Won't crank, or cranks and won't start? Different scenarios.


----------



## moocowman (Sep 27, 2020)

I know, old post. But I just had the exact same problem and found out what causes it. Electric start won't get it running. Pull start, it fires up right away. When I tested spark with electric start, I get a spark or two right the first few seconds. But when pull starting, I get consistent spark. The engine has to crank at a certain RPM before the the ignition coil makes spark. So, the problem could be your battery isn't putting out enough cranking amps, the starter motor is weak, or there could be some kind of resistance inside the generator or engine. In my case, unfortunately it was the latter.

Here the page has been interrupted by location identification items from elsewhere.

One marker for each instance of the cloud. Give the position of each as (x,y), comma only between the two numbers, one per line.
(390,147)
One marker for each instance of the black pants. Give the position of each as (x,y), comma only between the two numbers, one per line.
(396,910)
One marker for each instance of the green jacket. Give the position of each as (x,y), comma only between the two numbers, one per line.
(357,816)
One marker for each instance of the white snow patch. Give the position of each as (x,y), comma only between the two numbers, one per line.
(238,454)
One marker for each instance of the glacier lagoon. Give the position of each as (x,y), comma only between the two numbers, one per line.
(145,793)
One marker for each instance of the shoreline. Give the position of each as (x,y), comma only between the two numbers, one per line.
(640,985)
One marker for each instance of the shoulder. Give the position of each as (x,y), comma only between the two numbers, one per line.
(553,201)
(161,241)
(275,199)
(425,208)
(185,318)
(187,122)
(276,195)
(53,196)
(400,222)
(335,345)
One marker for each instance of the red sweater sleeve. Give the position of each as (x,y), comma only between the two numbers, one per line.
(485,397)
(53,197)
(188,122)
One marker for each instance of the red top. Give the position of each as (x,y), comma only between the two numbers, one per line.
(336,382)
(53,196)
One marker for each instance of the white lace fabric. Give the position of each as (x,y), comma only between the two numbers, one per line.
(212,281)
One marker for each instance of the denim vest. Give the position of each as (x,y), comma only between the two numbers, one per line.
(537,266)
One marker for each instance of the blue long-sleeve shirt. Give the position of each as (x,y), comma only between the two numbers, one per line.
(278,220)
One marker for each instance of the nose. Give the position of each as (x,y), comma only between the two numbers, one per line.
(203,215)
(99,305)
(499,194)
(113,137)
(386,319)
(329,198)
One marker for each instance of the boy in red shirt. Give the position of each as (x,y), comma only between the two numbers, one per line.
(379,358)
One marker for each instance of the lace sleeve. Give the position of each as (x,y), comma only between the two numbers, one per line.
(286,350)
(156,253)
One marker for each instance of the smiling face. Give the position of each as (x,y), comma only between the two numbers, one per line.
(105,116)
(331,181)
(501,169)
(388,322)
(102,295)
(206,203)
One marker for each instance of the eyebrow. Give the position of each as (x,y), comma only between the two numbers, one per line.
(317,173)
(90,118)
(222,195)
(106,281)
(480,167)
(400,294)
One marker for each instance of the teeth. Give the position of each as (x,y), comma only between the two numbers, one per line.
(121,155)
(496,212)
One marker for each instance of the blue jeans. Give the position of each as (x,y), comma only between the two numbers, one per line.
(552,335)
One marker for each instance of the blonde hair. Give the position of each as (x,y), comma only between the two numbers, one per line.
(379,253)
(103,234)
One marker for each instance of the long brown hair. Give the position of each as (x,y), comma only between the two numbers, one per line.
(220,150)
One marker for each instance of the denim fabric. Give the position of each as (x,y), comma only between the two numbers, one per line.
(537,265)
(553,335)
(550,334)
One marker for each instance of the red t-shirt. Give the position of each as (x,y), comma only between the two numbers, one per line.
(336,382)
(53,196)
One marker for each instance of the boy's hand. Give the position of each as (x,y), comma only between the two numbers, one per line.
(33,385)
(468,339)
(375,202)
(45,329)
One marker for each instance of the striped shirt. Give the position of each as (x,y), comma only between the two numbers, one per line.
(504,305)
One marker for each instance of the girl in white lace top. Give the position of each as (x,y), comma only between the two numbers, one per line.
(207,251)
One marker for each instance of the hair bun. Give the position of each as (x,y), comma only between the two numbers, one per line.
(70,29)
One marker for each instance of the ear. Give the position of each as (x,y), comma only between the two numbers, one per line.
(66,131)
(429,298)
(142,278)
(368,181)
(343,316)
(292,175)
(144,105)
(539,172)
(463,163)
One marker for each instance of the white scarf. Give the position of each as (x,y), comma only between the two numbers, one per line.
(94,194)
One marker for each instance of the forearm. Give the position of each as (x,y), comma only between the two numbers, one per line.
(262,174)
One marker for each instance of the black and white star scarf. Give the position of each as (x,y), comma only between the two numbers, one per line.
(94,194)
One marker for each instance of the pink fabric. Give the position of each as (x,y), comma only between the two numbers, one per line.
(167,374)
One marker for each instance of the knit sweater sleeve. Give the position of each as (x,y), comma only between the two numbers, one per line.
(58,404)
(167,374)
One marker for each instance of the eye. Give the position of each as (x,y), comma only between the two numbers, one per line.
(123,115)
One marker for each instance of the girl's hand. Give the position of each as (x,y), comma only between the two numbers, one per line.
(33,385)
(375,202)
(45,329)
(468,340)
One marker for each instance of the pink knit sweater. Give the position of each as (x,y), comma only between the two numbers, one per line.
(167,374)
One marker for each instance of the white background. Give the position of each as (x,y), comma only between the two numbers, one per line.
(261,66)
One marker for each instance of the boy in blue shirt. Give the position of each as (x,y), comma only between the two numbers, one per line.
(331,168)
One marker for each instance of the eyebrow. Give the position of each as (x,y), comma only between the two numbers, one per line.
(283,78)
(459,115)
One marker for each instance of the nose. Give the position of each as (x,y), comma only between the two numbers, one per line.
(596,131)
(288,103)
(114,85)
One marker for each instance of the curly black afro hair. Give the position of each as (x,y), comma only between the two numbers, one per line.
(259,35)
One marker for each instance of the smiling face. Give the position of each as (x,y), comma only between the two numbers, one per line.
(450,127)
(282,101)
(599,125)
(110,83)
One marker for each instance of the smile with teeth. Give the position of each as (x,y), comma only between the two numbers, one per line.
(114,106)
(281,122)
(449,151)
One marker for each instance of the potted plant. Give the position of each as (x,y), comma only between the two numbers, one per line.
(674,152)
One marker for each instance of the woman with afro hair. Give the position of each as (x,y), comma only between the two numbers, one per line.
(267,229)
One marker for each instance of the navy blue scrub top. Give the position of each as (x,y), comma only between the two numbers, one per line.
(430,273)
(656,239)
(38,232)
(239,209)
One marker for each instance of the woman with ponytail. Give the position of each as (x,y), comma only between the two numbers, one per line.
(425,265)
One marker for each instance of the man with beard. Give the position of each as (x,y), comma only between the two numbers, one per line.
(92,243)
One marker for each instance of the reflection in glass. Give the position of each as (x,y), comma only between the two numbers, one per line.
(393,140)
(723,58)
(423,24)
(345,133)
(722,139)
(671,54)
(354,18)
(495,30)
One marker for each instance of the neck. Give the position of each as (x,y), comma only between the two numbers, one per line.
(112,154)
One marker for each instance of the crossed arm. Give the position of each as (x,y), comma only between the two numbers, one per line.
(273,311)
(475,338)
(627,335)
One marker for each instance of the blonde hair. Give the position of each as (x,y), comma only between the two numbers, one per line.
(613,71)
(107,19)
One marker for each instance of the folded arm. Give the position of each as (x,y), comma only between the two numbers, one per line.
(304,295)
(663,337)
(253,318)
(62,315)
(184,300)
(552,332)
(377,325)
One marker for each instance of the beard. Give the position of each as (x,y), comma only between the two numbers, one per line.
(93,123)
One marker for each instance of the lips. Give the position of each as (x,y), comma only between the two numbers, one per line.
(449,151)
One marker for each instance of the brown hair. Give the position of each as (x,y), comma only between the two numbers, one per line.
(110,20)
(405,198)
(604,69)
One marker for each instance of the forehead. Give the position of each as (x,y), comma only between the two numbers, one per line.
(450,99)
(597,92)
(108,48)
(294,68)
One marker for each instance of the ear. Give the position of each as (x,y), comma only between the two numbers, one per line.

I was repairing a friend's EU3000. I had no idea it was slow cranking. It sounded ok to me. I didn't know the rope was also a little harder to pull than it should be. I don't own one of these. So, I had no comparison. Then, I tested someone else's EU3000. That one cranked much faster when using electric start. Also, the rope was a little easier to pull. The difference in pull force was so slight I can see how it could go unnoticed if this was a problem that progressed over time. In my case, it turns out there's something wrong with the engine internally. The oil was very low and it was so thick I could barely get to drain. I changed the oil 3 times, once using ATF. The engine was still dragging. And when it ran, I noticed a howling noise, even when it went to low idle.


----------